Does anyone know of a swimming pools company near Tomar and if so if they have a website please.


----------



## silvers (Sep 22, 2008)

Hi Lesley,
I know a terrific pool company but I cannot post the link here as it would be considered advertising and that is against forum rules, sorry.


----------



## jojo (Sep 20, 2007)

silvers said:


> Hi Lesley,
> I know a terrific pool company but I cannot post the link here as it would be considered advertising and that is against forum rules, sorry.

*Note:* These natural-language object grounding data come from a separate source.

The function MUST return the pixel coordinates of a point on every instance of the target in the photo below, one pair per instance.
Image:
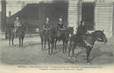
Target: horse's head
(100, 36)
(70, 30)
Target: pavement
(32, 54)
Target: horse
(64, 35)
(51, 37)
(20, 33)
(11, 34)
(87, 42)
(43, 35)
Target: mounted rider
(60, 24)
(46, 24)
(81, 30)
(17, 24)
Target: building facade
(97, 14)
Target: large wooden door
(88, 14)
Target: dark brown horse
(43, 35)
(20, 33)
(64, 35)
(86, 42)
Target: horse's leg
(12, 40)
(52, 47)
(63, 46)
(9, 41)
(19, 42)
(66, 43)
(88, 50)
(44, 43)
(69, 48)
(48, 47)
(73, 49)
(22, 41)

You can give his name as its a solicited request and you're a regular. Just dont bang on too much about the company LOL

Jo xx


----------



## omostra06 (Sep 11, 2007)

Hi Lesley
There are a couple of companies in Tomar that supply pools, they are agents for the fiberglass type pools for the factory over on the coast, if you go direct to the factory you get the same pool a good 1000 euros less. you will however still need to arrange for a builder to do the landscaping around the pool in either case.
The other option is to get one of the many builders to build a pool for you, this can be a liner pool or a tiled pool, costs a little more but i think they are better pools when done.

make sure you get a written estimate for the whole job, as its not unheard of for some pool builders to quote low, then charge more to finish,( a contract is even better for safety)


----------



## siobhanwf (Mar 20, 2009)

Hi Lesley

We have used FAPICENTRO for our fibreglass pool with great success!! google them. They are not far from Leiria. There is a really nice young lady there called Anna who speaks excellent English.

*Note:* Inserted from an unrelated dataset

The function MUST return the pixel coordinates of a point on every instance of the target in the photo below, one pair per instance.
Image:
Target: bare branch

They manufacture their own pools and ours was fitted in only 3 days and ready to use.


----------



## Moo1 (Jan 6, 2011)

*Pools*



omostra06 said:


> Hi Lesley
> There are a couple of companies in Tomar that supply pools, they are agents for the fiberglass type pools for the factory over on the coast, if you go direct to the factory you get the same pool a good 1000 euros less. you will however still need to arrange for a builder to do the landscaping around the pool in either case.
> The other option is to get one of the many builders to build a pool for you, this can be a liner pool or a tiled pool, costs a little more but i think they are better pools when done.
> 
> make sure you get a written estimate for the whole job, as its not unheard of for some pool builders to quote low, then charge more to finish,( a contract is even better for safety)

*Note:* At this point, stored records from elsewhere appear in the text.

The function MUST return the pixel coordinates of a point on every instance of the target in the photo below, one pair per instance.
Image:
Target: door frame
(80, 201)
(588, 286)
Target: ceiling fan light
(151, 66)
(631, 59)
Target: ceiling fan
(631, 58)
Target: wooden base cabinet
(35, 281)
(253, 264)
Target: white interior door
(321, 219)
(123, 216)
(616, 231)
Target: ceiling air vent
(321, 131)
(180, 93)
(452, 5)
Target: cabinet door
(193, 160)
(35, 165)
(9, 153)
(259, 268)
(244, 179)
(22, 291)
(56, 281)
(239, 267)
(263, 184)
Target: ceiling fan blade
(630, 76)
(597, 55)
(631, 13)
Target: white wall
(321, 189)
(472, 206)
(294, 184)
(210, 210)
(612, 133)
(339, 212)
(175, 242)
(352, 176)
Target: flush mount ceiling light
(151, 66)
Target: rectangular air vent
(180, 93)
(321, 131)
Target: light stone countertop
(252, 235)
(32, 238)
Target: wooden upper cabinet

Thank you for this we are considering a fiberglass pool as the ground shifts a lot where we are and it would probably last longer unless you have heard otherwise. Perhaps the liner is better?

Lesley


----------



## Moo1 (Jan 6, 2011)

*Pools*



siobhanwf said:


> Hi Lesley
> 
> We have used FAPICENTRO for our fibreglass pool with great success!! google them. They are not far from Leiria. There is a really nice young lady there called Anna who speaks excellent English.
> 
> They manufacture their own pools and ours was fitted in only 3 days and ready to use.


Do you have any trouble with the fibreglass pool moving in your area as that would be the problem we will have therefore would probably not be advisable to have a cement one.

Lesley


----------



## omostra06 (Sep 11, 2007)

If you think you might have movemnt in the ground then i would suggest a fiberglass one would be your only option, all the concrete one would do is crack


----------



## siobhanwf (Mar 20, 2009)

As portugal is an earthquake zone I think the only option is a fiberglass pool. They will flex if there is any movement. Tremors are frequent however slight.


----------